The EU says business and consumer confidence in Europe hit a two-year high in April despite the fall-out on money markets from the Greek debt crisis.
The Economic Sentiment Indicator produced by the European Commission hit 100.6 points in April in the euro zone, rising substantially from 97.7 in March.
The figure of 100 is described as the long-term average, which means anything above it represents optimism and anything below indicates concern for where the economy is going.
Germany reported a 4.3-point increase, with France, Italy, Spain, and the Netherlands also rising.
Meanwhile, the European Central Bank has said euro zone bank lending to the private sector improved slightly in March but was still lower compared with a year earlier.

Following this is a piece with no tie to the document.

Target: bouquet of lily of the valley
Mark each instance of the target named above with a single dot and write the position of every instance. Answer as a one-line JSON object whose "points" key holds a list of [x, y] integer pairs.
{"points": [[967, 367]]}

Lending was down 0.2% compared with March 2009, a bank spokesman said. This was better than the decline of 0.4% in February.
On Wednesday, the ECB said banks continued to tighten credit conditions in the first quarter and it did not see a clear improvement in the near future.
Although the central bank has provided ample amounts of cash, commercial banks still find financing conditions difficult, the ECB said.
Credit demand has also remained weak as many companies and households wait for better times before applying for new loans.
The ECB's M3 money supply indicator - which measures cash, deposits and various other financial items - declined 0.1% in March, slightly better than analysts had expected, after a decline of 0.4% in February.
Lending and money supply data reflect consumer demand and overall activity in an economy. Falling figures point to lower demand, which normally means inflation will ease.